JOY Entertainment
- Company type: Joint Stock Company
- Industry: Game mobile developer
- Founded: April 21, 2012
- Headquarters: 4th Mekong Tower Building, 235 Cong Hoa st., Ward 13, Dist. Tan Binh, Ho Chi Minh City Vietnam
- Key people: Mr. Le Giang Anh - CEO Tran Quang HUY - Creative Director Hoang Ngoc Toan - CTO Nguyen Huu Le Trong Tin - Lead Programmer
- Products: Mobile Game: Captain Strike, Auto Racing: Upstream, Amazing Kick, Troll Running, Blocks Buddies, Kupid, Clash of Allstars (coming soon), Dream Life (coming soon) Technology: JAB Engine
- Number of employees: Over 40
- Website: joy-entertainment.com

= JOY Entertainment =

Vietnamese mobile game company

JOY Entertainment is a Vietnamese mobile game company oriented to become a full-fledged mobile game developer and publisher.
This game company was founded on April 21, 2012 by four young founders with previous experiences about game making at Gameloft SEA – Le Giang Anh, Tran Quang Huy, Hoang Ngoc Toan, and Nguyen Huu Le Trong Tin.

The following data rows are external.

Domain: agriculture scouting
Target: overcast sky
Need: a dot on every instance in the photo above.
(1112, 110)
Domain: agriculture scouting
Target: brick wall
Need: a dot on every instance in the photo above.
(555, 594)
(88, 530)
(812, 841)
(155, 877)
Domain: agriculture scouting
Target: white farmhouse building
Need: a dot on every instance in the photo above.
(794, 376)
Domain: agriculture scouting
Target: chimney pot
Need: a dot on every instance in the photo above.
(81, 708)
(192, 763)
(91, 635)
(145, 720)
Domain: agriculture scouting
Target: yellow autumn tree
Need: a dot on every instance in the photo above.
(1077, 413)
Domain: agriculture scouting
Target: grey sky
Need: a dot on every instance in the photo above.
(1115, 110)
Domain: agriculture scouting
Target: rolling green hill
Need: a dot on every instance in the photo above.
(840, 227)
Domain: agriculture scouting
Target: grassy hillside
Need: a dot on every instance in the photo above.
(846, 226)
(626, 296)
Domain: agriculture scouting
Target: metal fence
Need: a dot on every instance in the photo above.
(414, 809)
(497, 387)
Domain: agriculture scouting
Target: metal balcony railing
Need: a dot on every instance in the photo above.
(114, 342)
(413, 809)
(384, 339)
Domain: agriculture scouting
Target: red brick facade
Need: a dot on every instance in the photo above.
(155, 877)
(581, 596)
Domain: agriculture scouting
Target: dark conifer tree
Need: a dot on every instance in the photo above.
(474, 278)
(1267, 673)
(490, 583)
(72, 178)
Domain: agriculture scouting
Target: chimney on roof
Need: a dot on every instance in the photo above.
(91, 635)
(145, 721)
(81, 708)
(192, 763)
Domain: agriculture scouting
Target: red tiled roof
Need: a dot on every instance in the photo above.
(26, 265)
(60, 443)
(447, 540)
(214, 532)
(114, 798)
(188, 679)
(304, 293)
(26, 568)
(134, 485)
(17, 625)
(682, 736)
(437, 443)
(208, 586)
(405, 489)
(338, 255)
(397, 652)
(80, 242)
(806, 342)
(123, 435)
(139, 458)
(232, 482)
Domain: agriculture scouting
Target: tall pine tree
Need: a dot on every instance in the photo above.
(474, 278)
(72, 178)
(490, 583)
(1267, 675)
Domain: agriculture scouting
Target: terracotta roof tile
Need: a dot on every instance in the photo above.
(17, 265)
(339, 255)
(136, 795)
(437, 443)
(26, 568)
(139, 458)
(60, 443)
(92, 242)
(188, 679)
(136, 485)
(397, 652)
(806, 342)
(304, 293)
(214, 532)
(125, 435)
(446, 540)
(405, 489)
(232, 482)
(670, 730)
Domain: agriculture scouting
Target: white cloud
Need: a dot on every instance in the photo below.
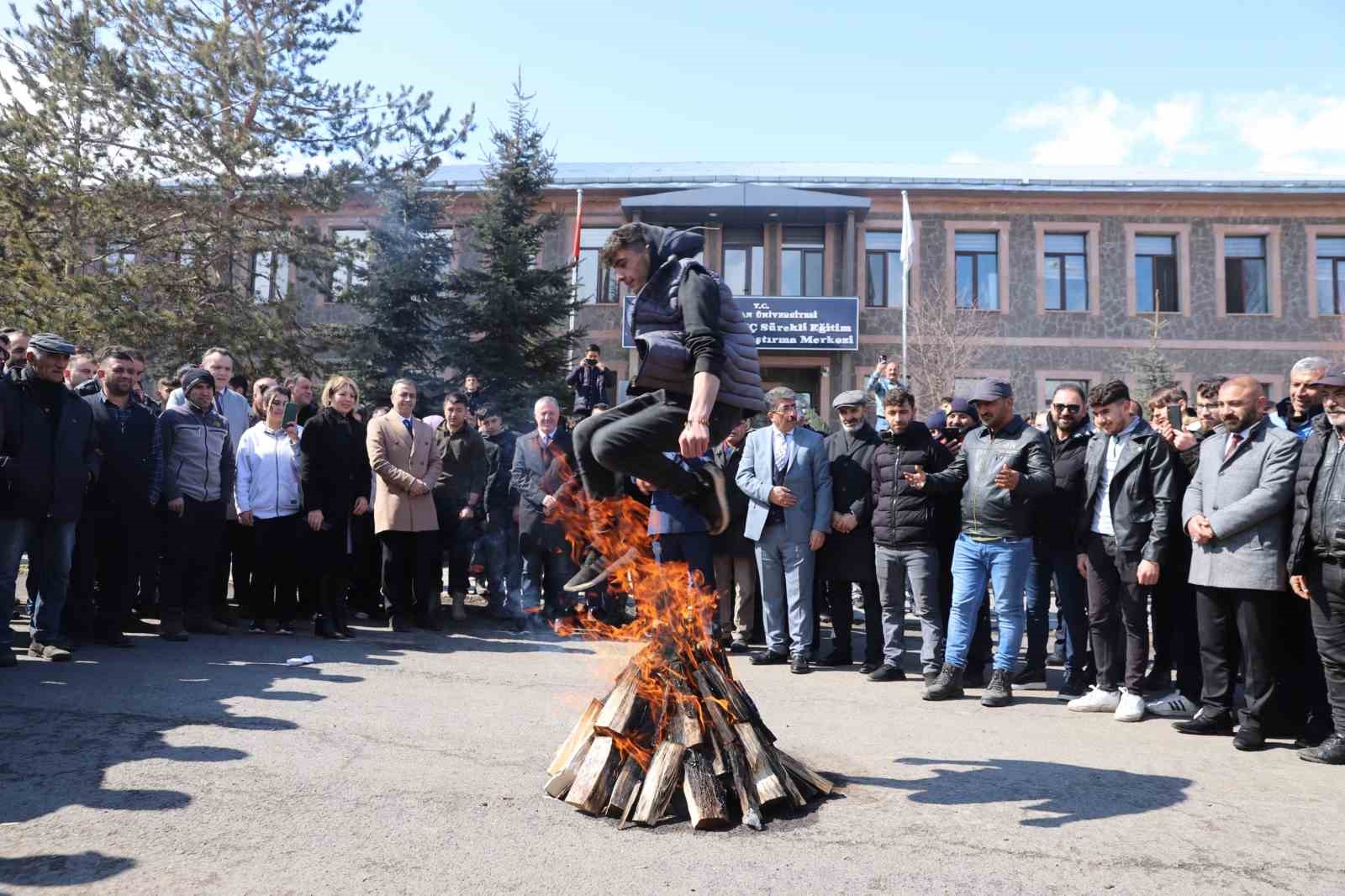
(1290, 132)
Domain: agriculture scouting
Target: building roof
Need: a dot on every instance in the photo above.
(844, 175)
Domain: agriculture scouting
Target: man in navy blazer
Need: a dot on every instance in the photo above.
(787, 478)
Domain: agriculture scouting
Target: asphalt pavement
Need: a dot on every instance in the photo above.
(414, 763)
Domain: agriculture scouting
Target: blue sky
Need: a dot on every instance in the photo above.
(1230, 87)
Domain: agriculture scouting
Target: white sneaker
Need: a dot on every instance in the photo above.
(1095, 701)
(1130, 708)
(1174, 705)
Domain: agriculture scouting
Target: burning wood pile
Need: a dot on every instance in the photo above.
(676, 723)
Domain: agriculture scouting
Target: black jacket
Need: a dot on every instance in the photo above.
(732, 542)
(1056, 513)
(1142, 493)
(334, 465)
(49, 448)
(988, 510)
(905, 517)
(131, 459)
(1306, 490)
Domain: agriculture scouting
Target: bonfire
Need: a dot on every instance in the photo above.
(676, 721)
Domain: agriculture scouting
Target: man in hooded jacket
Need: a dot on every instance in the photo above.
(699, 377)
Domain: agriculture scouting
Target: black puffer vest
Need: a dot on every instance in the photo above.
(656, 320)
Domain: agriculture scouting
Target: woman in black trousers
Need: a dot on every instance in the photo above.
(335, 478)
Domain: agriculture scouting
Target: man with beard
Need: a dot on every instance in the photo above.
(47, 458)
(905, 535)
(1304, 400)
(1235, 510)
(1002, 468)
(1317, 551)
(1053, 551)
(847, 559)
(120, 505)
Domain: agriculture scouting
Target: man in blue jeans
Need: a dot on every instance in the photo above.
(47, 459)
(1002, 472)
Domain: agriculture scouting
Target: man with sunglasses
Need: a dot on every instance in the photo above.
(1068, 430)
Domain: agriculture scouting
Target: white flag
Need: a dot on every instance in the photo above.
(908, 237)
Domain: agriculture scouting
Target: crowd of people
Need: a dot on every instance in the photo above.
(1187, 546)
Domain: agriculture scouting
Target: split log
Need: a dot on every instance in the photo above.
(623, 708)
(704, 794)
(593, 782)
(659, 782)
(583, 730)
(804, 774)
(562, 781)
(744, 786)
(627, 783)
(764, 777)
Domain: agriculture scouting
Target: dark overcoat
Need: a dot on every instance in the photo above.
(849, 557)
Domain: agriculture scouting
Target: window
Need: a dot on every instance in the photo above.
(883, 256)
(1156, 275)
(596, 280)
(800, 261)
(1331, 275)
(1244, 276)
(744, 269)
(975, 256)
(353, 271)
(1067, 272)
(269, 276)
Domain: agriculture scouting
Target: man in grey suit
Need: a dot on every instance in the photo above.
(786, 475)
(1237, 513)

In early times, company made simple casual games such as Auto Racing: Upstream, Amazing Kick, Troll Running, Blocks Buddies, and Kupid to train basic and advanced skills for developers. In 2014, they shipped their breakthrough hit Captain Strike that attracted over 3 million users.

== History ==

JOY Entertainment was founded on April 21, 2012 by four game developers in HCMC small office.

=== 2012–2013 ===
1. Company started their activities with the original idea being develop casual games to cultivate more experience. And embark on making their first game, Kupid.

=== 2013–2014 ===
1. This company completed Kupid - a simple casual game.
2. Next, company was continues developing new games Blocks Buddies and Bounce on iOS operating system of the iPhone, iPod Touch and iPad on August 15, 2013.

=== 2014–2015 ===
1. Continuous released three quality game: Troll Running, Auto Racing, Amazing Kick.
2. Change location of office to Mekong Tower Building.
3. Implementation and completion game, Captain Strike.

=== 2015–2016 ===
1. Captain Strike game title is exported to foreign countries with the transfer contract for a publisher in Thailand.
2. Won the 1st prize in the Asia Incubate contest Camp in Singapore with the idea of mobile game Clash of Allstars.
3. Continue with important projects: Clash of Allstars and Dream Life.

== Products ==

=== Developed games ===

| Title | Year | Platform(s) | Genre |
|---|---|---|---|
| Kupid | 2013 | Mobile | Casual |
| Blocks Buddies | 2013 | Mobile | Puzzle |
| Troll Running | 2014 | Mobile | Casual |
| Auto Racing: Upstream | 2014 | Mobile | Action |
| Amazing Kick | 2014 | Mobile | Sport |
| Captain Strike | 2014 | Mobile | Action |
| Clash of Allstars | In development | Mobile | Strategy |
| Dream Life | In development | Mobile | Casual |

=== Technology ===
In the process of developing game, they have created an engine to serve for their work named JAB Engine. This is the first engine developed by Vietnam.

== Copyright ==
On June 5, 2015 they completed the registration of the Captain Strike brand product with code number 2013/2015/QTG.

== Awards ==
February 26, 2015 A mobile game product under the name of Clash of Allstars have topped the competition in Asia Incubate Camp organized by Incubate Fund (Japan).